Boston Legacy Football Club won’t play its first NWSL game until next year, but it just recorded a big win in court.
The city of Boston and the team’s owners, Boston Unity Soccer Partners, will move forward with their $200 million renovation of White Stadium after Massachusetts Superior Court Judge Matthew Nestor ruled in their favor Wednesday in a case brought by local community members.
The Emerald Necklace Conservancy and 20 people sued the team and city, citing concerns about future access to the park, traffic and congestion, what the changes would mean for Boston Public Schools, losing access on summer weekends, and more. Criticisms about the stadium have grown louder as the renovation costs—and the city’s portion of those costs—roughly doubled.
One of those critics, mayoral candidate Josh Kraft (son of billionaire Patriots owner Robert Kraft), has made the stadium a campaign issue in his upcoming challenge to mayor Michelle Wu, a strong supporter of the stadium plans, in November’s mayoral election. Wu’s administration came under increased scrutiny when internal emails released in February showed potential favoritism and state violations in the city’s bidding process for White Stadium renovations. Kraft called the process “secretive and rigged.”
“The fight to protect Franklin Park is not over,” one of the plaintiffs, Melissa Hamel, said in a statement. “The project’s full construction cost will not be clear until at least July, when construction bids are due, and we hope there is a limit to how much the city is willing to spend to prop up Boston Unity’s private investors.”

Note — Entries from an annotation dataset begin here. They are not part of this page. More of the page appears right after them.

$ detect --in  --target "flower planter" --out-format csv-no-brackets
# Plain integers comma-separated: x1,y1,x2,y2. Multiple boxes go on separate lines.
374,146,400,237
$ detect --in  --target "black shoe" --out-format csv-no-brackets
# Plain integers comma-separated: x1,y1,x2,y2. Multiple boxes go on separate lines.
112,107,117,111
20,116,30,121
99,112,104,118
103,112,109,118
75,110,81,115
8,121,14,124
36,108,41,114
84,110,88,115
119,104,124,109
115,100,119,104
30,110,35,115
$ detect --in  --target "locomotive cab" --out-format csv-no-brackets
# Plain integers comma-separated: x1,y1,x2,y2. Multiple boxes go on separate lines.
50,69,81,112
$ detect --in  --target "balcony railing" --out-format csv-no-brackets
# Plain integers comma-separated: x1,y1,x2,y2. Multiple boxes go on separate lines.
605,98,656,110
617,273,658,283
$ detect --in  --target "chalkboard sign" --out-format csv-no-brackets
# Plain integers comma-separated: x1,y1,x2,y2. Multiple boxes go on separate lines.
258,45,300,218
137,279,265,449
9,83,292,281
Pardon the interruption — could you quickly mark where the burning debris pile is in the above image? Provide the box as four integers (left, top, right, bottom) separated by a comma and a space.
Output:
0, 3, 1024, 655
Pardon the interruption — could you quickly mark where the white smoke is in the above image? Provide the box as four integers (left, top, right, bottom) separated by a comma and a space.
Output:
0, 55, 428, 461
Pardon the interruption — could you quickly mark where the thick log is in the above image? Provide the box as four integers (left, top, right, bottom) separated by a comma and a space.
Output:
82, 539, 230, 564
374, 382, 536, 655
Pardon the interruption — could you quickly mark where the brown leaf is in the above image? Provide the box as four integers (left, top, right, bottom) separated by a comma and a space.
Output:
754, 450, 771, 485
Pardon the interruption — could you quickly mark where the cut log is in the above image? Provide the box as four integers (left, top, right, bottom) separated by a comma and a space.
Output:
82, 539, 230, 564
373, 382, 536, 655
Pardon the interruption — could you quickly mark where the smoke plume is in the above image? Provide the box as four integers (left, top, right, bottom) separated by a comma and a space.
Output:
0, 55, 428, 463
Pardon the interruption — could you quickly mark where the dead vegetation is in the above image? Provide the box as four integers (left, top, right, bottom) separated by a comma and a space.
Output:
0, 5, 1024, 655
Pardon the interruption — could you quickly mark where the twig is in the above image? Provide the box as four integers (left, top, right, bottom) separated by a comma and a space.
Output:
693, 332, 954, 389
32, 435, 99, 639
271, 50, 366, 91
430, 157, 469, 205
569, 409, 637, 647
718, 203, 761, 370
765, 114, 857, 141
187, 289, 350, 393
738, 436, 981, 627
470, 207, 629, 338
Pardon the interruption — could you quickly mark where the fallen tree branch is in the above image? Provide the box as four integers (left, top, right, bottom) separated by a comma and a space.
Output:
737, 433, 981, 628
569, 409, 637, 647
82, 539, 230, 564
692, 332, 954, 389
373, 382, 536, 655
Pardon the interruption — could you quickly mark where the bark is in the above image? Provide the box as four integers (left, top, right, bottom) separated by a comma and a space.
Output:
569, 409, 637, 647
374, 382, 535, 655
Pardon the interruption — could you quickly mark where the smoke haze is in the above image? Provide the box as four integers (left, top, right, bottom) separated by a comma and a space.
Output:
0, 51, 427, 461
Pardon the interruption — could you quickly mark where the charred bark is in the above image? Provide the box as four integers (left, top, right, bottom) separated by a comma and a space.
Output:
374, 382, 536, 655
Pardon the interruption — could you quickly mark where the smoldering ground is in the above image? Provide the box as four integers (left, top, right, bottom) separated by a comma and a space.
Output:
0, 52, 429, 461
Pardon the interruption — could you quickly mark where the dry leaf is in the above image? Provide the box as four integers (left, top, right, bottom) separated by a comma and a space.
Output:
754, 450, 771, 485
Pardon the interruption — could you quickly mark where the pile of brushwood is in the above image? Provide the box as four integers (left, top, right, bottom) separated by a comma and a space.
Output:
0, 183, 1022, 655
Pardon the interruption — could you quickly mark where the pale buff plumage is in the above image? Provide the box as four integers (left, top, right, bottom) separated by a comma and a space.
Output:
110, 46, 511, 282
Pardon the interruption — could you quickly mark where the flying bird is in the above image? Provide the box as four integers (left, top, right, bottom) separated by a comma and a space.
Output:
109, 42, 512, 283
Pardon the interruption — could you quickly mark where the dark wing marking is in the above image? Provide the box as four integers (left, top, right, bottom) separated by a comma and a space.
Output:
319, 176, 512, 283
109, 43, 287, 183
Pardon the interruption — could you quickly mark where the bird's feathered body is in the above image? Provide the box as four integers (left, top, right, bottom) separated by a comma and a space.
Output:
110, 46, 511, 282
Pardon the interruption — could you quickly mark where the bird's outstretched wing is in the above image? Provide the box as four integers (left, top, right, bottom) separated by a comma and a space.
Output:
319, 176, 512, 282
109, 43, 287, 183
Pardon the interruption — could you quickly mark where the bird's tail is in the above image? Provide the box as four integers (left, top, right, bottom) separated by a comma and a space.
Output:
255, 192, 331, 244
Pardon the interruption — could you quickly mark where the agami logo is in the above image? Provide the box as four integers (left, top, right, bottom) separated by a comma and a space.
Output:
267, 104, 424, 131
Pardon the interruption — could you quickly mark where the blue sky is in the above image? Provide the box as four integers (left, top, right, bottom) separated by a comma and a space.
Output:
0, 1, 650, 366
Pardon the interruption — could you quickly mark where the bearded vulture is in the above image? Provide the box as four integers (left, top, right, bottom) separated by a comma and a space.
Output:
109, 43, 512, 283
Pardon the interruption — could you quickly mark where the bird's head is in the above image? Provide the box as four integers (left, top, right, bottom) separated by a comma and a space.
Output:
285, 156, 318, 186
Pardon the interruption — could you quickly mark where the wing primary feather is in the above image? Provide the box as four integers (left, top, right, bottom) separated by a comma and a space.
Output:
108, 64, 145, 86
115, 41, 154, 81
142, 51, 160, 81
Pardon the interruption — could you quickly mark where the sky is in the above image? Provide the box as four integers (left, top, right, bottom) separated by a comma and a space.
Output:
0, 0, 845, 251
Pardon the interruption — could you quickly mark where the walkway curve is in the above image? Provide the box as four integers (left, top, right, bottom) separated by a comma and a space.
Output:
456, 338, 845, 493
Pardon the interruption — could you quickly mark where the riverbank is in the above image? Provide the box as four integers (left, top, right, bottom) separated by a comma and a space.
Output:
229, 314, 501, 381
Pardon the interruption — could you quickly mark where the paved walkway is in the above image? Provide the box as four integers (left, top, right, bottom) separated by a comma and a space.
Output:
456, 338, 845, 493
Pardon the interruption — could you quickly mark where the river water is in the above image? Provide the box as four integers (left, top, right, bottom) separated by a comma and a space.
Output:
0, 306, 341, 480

In a statement, Kraft called the taxpayer-funded renovation “a bad idea, regardless of the legal outcome today.”
Wu defended the renovation as beneficial, pointing out that the stadium will largely be available for public use, and said she “will not apologize” for it.
Emerald Necklace Conservancy and the other plaintiffs based their legal argument on two local and state regulations concerning the use of public land. The day before the trial began, the judge ruled that the group could not argue one of them, leaving the stadium opponents with their case that the team violated Article 97 of the state constitution and needed a vote in the state legislature to play at White Stadium. The team argued that their renovations didn’t fall under Article 97.
“Notwithstanding the testimony from nearby residents, there is simply inadequate evidence that the everyday use of the property evinces an unequivocal intent to dedicate the property as public parkland,” Nestor wrote, “I conclude, therefore, that the Stadium Parcel is not protected by Article 97.”
The soccer team faced another public controversy since winning an expansion bid in September 2023. The team unveiled its original name, Bos Nation FC, an anagram of “Bostonian,” in October, along with a now-infamous “Too Many Balls” brand rollout. The campaign immediately prompted an apology from the team, and the new name, Boston Legacy Football Club, was unveiled in March.
The team will now continue with the renovation process at White Stadium and continue on with its public-private venture. Demolition had already begun before the case went to trial.
“With today’s ruling, we are pleased to continue the revitalization of White Stadium alongside the city of Boston,” controlling owner Jennifer Epstein said in a statement. “Boston Public Schools students and the communities around Franklin Park have long deserved the type of generational investment this project delivers.”